The commitment comes nearly one year after Philo said it would offer up $1 million in commercial advertisement inventory to Black-owned businesses and other social initiatives, a move that was first reported by The Desk last July.
This year, Philo decided to expand its donation, committing another $1 million in commercial advertisement inventory and expanding the list of eligible groups who could receive it. Those groups include organizations who represent military veteran, Hispanic, indigenous and LGBTQ+ individuals and causes.
“We’re continuing our program of donating ad inventory to social justice causes and other philanthropic causes…and we’re trying to find ways to expand on that and make it work even better for those organizations,” McCollum said.
Philo operates as a streaming service that re-distributes pay television channels over the Internet. The service offers cable channels from ViacomCBS (Comedy Central, MTV, Nickelodeon), A+E Networks (A&E, History), AMC Networks (AMC, IFC, BBC America), Discovery Communications (Animal Planet, Discovery Channel) and others for $25 a month.
Just like cable, the channels that appear on Philo are supported through short commercial breaks. Philo is able to tap into a limited number of minutes per break. The time, known within the industry as a “local insertion break,” is a way for pay TV operators like Philo to recoup some money charged by programmers while raising additional revenue.
In Philo’s case, those local insertion breaks are more likely to contain messages of empowerment, diversity and inclusion thanks to its charitable donation rather than commercial solicitations or programming announcements. Groups that have benefitted from Philo’s advertisement initiative include the Wounded Warriors Project, the Transgender District of San Francisco, the Black Trans Femmes in the Art (BFTA) Collective and the Equality Federation, according to a Philo spokesperson.
McCollum said Philo’s philanthropy goes beyond the wallet. Last year, the company co-produced an initiative with the National Urban League called the “Power Lunch Series” that empowered Black business owners with skills and tools to improve their digital marketing strategies.
“We’ve had a number of other [initiatives], where we can partner with different communities to share knowledge we may have and build different kind of connections,” McCollum said.

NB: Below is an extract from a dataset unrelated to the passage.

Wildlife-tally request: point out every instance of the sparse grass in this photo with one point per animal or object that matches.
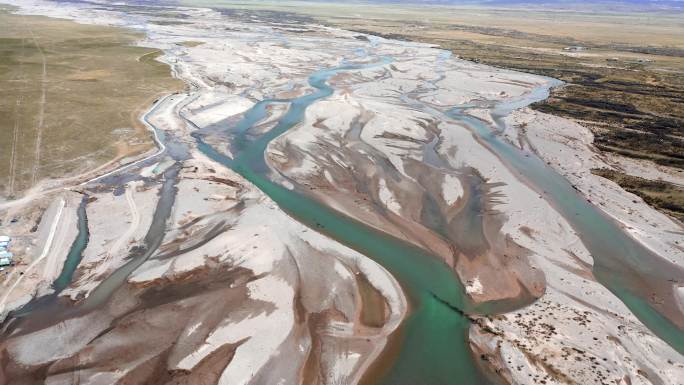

Philo’s charity is not necessarily “driven by some business objective,” McCollum affirmed. Instead, it is part of a broader exercise toward building a company where he and his team can feel proud to work while making an impact on customers, partners and communities.
“If we treat our customers well, we build a great product, we treat our team well, and we support people both inside our company and outside, that’s going to lead us to building the most-successful business,” he affirmed. “Part of our philanthropic focus is…feeling like, the things we care about as a company, our values, our principles are not simply reflected in our product, it’s also reflected through the opportunities we have as a company to influence the world in a positive way.”